Get Caught Drunk Driving? Here’s What Happens When You Get a DUI


Far too many Americans are drinking and driving. In fact, 4.2 million Americans admit to drinking and driving. The total number of self-reported episodes is more than 121 million.

However, drinking and driving can carry significant risks and consequences. Besides risking harm to yourself and others, there are serious legal implications of driving while intoxicated.

Read on to learn what happens when you get charged with driving under the influence (DUI) for the first time. Explore the process and consequences of drunk driving in detail.


The first step in the process is arrest and booking by your municipal or state police department. The police are going to read your Miranda rights and then put you in the back of their cop car.

Next, you are taken to the local jail for processing. This involves taking a mug shot and fingerprints.

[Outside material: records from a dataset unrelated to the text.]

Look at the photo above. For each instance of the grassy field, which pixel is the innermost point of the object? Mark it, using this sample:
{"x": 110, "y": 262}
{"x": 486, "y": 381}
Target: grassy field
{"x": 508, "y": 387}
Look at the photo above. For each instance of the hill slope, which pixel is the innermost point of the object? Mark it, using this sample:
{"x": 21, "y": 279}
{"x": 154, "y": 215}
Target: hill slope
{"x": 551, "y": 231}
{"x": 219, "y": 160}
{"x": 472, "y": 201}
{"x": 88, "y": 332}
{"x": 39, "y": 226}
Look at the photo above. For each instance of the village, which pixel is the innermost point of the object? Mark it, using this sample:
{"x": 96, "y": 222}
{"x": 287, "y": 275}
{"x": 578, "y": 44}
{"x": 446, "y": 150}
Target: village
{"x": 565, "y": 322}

It is common for first-time offenders to be released quickly on bail. However, some states require drunk drivers to stay in jail overnight. This is especially true for repeat offenders.

Court Appearance

The next step is to appear in court before a judge. Some want to fight it out in court and hire a lawyer to help get the charges dismissed.

It is difficult to prove your innocence with law enforcement tools and technology. The police have blood alcohol concentration (BAC) tests that they administer at the scene. They also perform field sobriety tests that are video recorded with the cop car’s dashboard cam or the officer’s body cam.


Those found guilty are going to be sentenced by the judge. Drunk driving carries significant penalties depending on the state that you live in.

Most likely, your license will be suspended for a significant number of months. Also, you will pay large fines and likely be given a probation sentence.

You also have to pay probationary fees. These payments fund the administration and supervision of your probation sentence.

A growing number of states are requiring the use of technology to prevent future drunk driving episodes. For example, the judge may require the installation of an ignition interlock device on your vehicle.

This device is a breathalyzer tied to your car’s ignition. The vehicle will not start if alcohol is detected on your breath.

Alcohol and drug evaluations are also a common tool used by the court system. Before giving a defendant their license back, the court wants to reduce the risk of a repeat offense. This is best described as an education and assessment program.

Some defendants preemptively sign up for an alcohol evaluation program. The purpose of doing so is to show the court that you are serious about getting better.

By taking responsibility for your actions and trying to solve the root causes, the judge may go lighter on your sentencing. For first-time offenders, this action carries even more weight.

A Recap of What Happens When You Get a DUI

Getting charged with drunk driving is a harrowing experience. You will ride in a police car and get a mug shot. Then, you need to appear in court and face the judge.